Le 22 mars, cette loi sur la désinformation a d’abord été étendue aux organes d’État russes opérant à l’étranger - le président et son administration, le FSB, les ambassades, l’agence fédérale pour le tourisme, etc. En vigueur depuis 2019, la précédente mouture de la loi sur la désinformation punissait déjà les informations “socialement significatives” non fiables : chute des cours du rouble, hausse des prix, épidémies, catastrophes naturelles… En pratique, toute information non officielle peut dès lors être bannie. Seules celles fournies par le ministère russe de la Défense sont considérées comme fiables. 
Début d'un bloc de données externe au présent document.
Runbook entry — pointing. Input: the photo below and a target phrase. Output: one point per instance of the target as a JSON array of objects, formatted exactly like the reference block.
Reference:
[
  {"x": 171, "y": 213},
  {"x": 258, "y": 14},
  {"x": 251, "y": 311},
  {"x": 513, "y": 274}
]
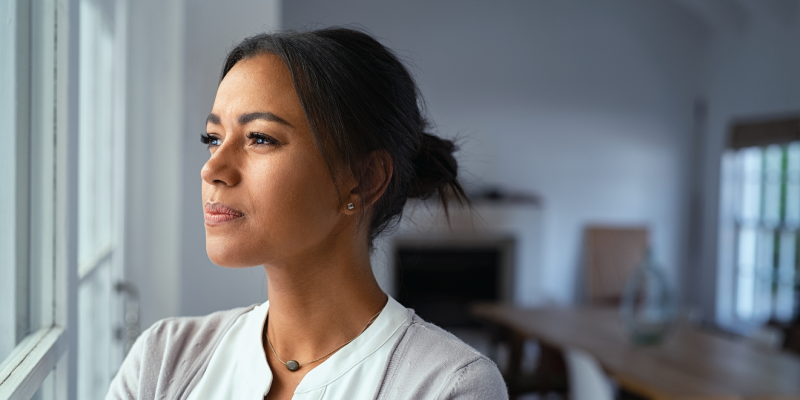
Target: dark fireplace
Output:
[{"x": 440, "y": 280}]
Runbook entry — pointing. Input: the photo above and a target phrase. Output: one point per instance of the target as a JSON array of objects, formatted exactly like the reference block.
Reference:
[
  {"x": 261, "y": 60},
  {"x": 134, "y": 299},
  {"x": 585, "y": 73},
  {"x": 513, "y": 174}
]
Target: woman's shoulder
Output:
[
  {"x": 429, "y": 362},
  {"x": 184, "y": 327},
  {"x": 172, "y": 350}
]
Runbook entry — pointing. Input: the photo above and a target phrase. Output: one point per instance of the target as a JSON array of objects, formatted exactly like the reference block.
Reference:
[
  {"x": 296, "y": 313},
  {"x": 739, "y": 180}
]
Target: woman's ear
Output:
[{"x": 372, "y": 180}]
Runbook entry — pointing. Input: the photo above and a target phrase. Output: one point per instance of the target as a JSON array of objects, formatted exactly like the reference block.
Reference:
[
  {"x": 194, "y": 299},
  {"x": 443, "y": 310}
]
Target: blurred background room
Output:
[{"x": 591, "y": 133}]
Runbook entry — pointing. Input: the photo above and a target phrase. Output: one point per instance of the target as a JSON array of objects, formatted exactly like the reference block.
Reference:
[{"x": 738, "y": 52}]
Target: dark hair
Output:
[{"x": 359, "y": 98}]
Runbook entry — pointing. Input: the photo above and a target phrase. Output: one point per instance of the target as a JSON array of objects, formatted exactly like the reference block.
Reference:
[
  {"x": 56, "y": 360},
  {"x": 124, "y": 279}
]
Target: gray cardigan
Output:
[{"x": 169, "y": 359}]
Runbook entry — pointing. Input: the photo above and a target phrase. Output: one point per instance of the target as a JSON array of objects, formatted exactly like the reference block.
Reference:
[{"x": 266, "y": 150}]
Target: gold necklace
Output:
[{"x": 293, "y": 365}]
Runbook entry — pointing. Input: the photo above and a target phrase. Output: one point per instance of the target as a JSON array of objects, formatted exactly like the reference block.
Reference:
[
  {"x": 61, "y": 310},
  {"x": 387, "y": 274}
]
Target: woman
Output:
[{"x": 316, "y": 143}]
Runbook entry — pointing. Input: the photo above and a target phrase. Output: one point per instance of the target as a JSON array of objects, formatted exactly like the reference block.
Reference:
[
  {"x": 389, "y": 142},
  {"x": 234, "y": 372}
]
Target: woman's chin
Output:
[{"x": 228, "y": 258}]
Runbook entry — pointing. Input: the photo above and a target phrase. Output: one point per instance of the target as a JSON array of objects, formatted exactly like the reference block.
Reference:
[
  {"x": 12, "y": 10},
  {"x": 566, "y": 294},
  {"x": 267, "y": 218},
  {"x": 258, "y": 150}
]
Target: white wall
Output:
[
  {"x": 587, "y": 103},
  {"x": 155, "y": 103},
  {"x": 212, "y": 28}
]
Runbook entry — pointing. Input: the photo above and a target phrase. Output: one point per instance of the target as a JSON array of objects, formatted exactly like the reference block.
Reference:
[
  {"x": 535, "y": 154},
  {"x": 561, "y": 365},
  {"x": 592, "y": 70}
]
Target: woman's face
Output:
[{"x": 267, "y": 192}]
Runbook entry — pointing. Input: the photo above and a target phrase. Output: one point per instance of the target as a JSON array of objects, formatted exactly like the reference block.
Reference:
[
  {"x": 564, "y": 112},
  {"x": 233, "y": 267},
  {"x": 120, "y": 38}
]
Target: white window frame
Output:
[{"x": 37, "y": 356}]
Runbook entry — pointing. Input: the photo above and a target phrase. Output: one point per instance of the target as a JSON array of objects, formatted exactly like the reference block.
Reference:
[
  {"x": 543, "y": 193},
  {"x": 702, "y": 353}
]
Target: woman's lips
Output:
[{"x": 218, "y": 214}]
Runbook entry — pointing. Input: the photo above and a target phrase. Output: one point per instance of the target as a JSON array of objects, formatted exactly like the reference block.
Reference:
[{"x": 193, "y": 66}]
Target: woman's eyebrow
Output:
[{"x": 250, "y": 117}]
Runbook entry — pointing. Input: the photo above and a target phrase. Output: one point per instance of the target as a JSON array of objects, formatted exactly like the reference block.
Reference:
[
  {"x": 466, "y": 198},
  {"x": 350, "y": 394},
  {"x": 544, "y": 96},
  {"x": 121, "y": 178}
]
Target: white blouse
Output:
[{"x": 238, "y": 368}]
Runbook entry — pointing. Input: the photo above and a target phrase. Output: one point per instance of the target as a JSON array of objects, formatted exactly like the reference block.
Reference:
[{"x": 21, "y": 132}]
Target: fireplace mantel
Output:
[{"x": 424, "y": 223}]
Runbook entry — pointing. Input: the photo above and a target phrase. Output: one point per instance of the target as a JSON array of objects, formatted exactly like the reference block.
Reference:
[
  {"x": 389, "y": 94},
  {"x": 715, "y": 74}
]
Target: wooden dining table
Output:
[{"x": 689, "y": 364}]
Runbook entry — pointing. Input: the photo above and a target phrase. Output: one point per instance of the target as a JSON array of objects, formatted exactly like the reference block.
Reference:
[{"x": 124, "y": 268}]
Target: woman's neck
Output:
[{"x": 319, "y": 304}]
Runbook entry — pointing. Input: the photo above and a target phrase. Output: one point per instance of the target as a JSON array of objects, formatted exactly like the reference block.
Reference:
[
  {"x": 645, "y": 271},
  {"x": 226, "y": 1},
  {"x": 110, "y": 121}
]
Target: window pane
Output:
[
  {"x": 27, "y": 81},
  {"x": 793, "y": 185},
  {"x": 773, "y": 163},
  {"x": 750, "y": 161}
]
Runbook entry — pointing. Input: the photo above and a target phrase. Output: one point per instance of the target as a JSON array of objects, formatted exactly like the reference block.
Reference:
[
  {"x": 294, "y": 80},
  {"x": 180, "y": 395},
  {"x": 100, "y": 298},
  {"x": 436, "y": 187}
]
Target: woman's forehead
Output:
[{"x": 259, "y": 84}]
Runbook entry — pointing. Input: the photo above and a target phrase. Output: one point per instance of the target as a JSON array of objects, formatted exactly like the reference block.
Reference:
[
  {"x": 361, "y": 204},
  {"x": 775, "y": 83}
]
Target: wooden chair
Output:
[{"x": 611, "y": 255}]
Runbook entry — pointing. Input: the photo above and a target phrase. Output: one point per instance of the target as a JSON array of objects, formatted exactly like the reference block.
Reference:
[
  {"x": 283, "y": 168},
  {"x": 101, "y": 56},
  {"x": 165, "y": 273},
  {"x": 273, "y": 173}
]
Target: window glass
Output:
[
  {"x": 27, "y": 107},
  {"x": 767, "y": 222}
]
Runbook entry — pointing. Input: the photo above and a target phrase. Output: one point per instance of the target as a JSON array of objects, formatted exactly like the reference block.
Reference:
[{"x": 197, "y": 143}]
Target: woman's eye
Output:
[
  {"x": 210, "y": 140},
  {"x": 260, "y": 139}
]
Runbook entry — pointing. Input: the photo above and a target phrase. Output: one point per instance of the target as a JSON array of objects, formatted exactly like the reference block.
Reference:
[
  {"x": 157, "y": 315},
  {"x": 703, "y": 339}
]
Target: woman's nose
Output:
[{"x": 222, "y": 168}]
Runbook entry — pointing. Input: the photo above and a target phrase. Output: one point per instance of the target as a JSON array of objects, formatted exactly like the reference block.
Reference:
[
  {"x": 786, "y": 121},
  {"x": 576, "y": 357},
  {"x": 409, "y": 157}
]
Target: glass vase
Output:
[{"x": 648, "y": 305}]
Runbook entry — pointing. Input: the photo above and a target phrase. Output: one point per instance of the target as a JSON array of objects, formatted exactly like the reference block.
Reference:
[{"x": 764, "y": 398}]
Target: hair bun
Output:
[{"x": 435, "y": 168}]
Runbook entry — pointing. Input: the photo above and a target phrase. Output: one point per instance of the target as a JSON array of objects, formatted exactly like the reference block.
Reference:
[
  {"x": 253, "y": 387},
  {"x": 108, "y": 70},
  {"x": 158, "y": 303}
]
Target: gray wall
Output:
[
  {"x": 754, "y": 72},
  {"x": 587, "y": 103}
]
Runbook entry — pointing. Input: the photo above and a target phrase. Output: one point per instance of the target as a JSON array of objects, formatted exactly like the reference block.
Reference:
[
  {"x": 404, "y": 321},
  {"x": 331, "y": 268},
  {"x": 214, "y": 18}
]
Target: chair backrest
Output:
[
  {"x": 612, "y": 253},
  {"x": 587, "y": 381},
  {"x": 767, "y": 338}
]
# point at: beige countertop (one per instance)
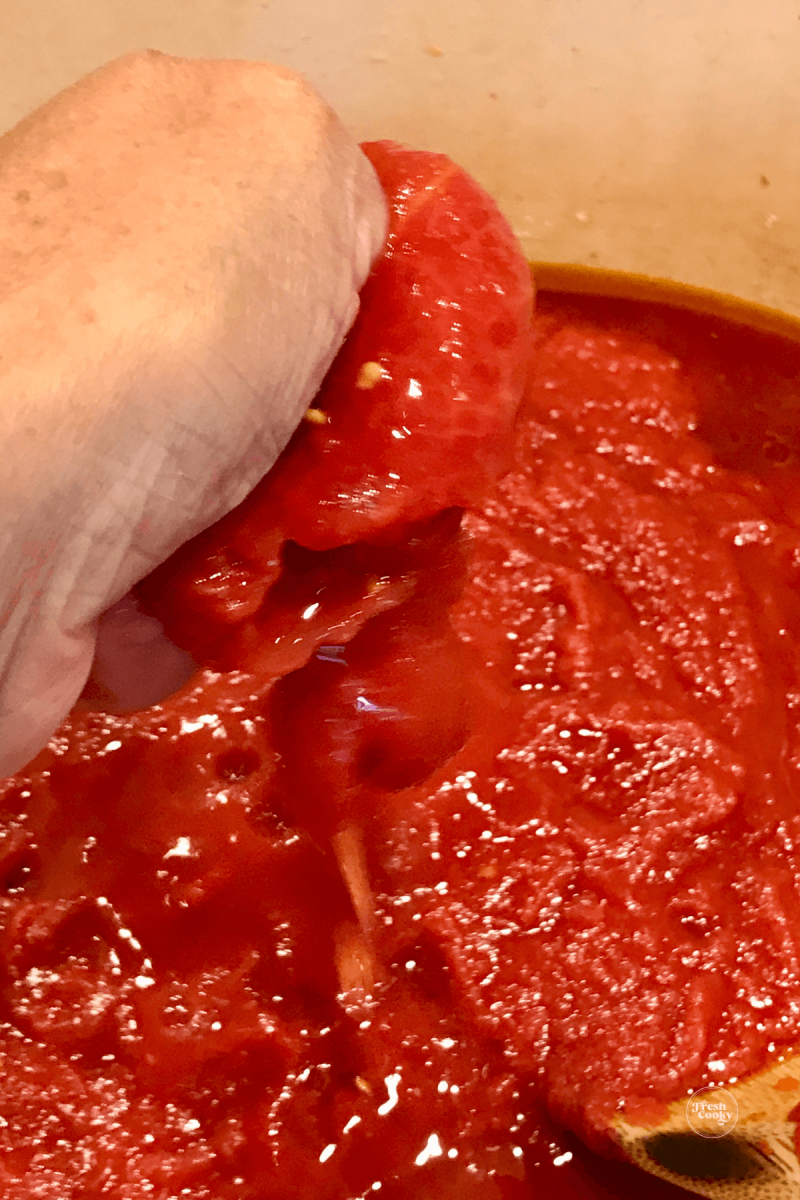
(654, 136)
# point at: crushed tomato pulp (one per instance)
(477, 822)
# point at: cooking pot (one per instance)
(627, 135)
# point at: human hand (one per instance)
(181, 247)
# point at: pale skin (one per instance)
(181, 249)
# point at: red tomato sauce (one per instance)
(477, 822)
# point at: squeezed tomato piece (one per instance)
(477, 822)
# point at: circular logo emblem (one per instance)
(711, 1111)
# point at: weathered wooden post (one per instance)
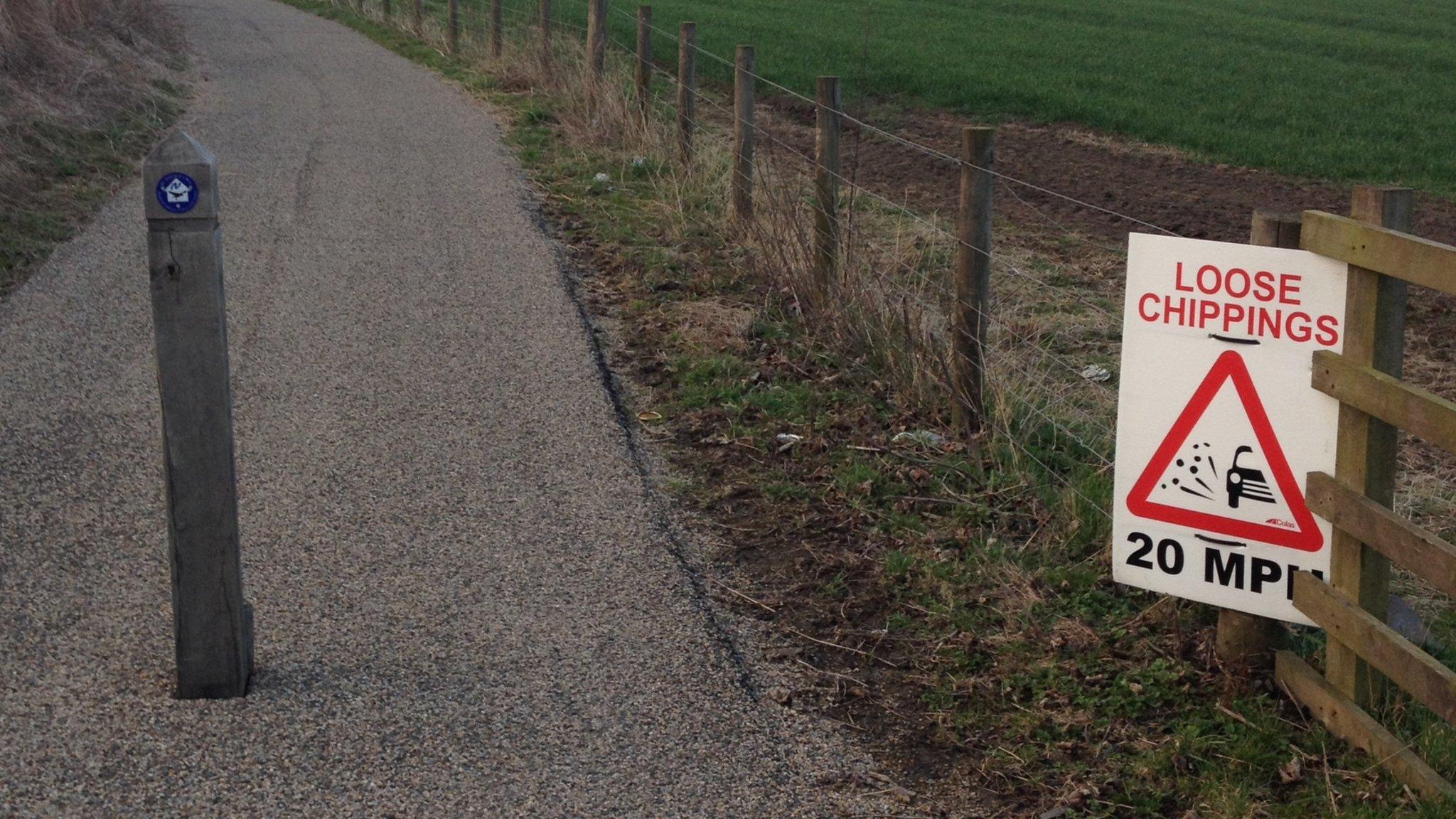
(1246, 640)
(453, 28)
(743, 134)
(496, 30)
(686, 88)
(213, 624)
(973, 280)
(644, 68)
(826, 183)
(597, 38)
(1365, 459)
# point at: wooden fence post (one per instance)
(496, 30)
(597, 38)
(743, 134)
(1246, 640)
(644, 69)
(686, 88)
(973, 280)
(826, 181)
(1365, 459)
(453, 30)
(213, 626)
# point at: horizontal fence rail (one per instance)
(965, 315)
(1363, 652)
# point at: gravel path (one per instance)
(465, 599)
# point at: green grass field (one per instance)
(1343, 90)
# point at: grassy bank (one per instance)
(1337, 91)
(86, 86)
(950, 601)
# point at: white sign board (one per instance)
(1218, 424)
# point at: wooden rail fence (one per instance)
(1365, 653)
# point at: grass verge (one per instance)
(948, 602)
(85, 90)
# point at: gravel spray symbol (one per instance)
(1200, 477)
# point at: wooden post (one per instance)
(1365, 459)
(973, 280)
(686, 88)
(496, 30)
(597, 38)
(743, 134)
(211, 623)
(826, 181)
(1244, 640)
(644, 69)
(453, 31)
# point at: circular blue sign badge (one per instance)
(176, 193)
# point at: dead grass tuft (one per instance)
(85, 85)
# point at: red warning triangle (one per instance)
(1305, 534)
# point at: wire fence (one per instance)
(1051, 344)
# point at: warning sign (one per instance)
(1218, 424)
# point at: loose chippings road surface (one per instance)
(466, 599)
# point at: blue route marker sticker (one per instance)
(176, 193)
Plus de 4 000 personnes, dont des journalistes, ont déjà été poursuivies sur cette base depuis six mois. 224 d’entre elles risquent la prison, selon le dernier rapport de l’ONG russe de défense des droits de l’homme OVD-Info. Pour risquer des poursuites, il suffit par exemple, de poster sur les réseaux sociaux un lien vers la publication d'un grand média international sur les massacres de l’armée russe à Boutcha, en Ukraine.

Le procureur, un censeur tout puissant

Le 6 avril, la Douma (le Parlement russe) a adopté une loi sur l’identification publique du rôle de l'URSS et de l’Allemagne nazie et le “déni de la mission humanitaire de l’URSS dans la libération des pays d'Europe”, passible de 15 jours de prison. “Chaque soldat soviétique doit toujours être présenté comme un héros hautement moral et humaniste”, souligne l’ONG russe de défense des droits de l’homme Mass Media Defence Centre (MMDC) dans son analyse juridique.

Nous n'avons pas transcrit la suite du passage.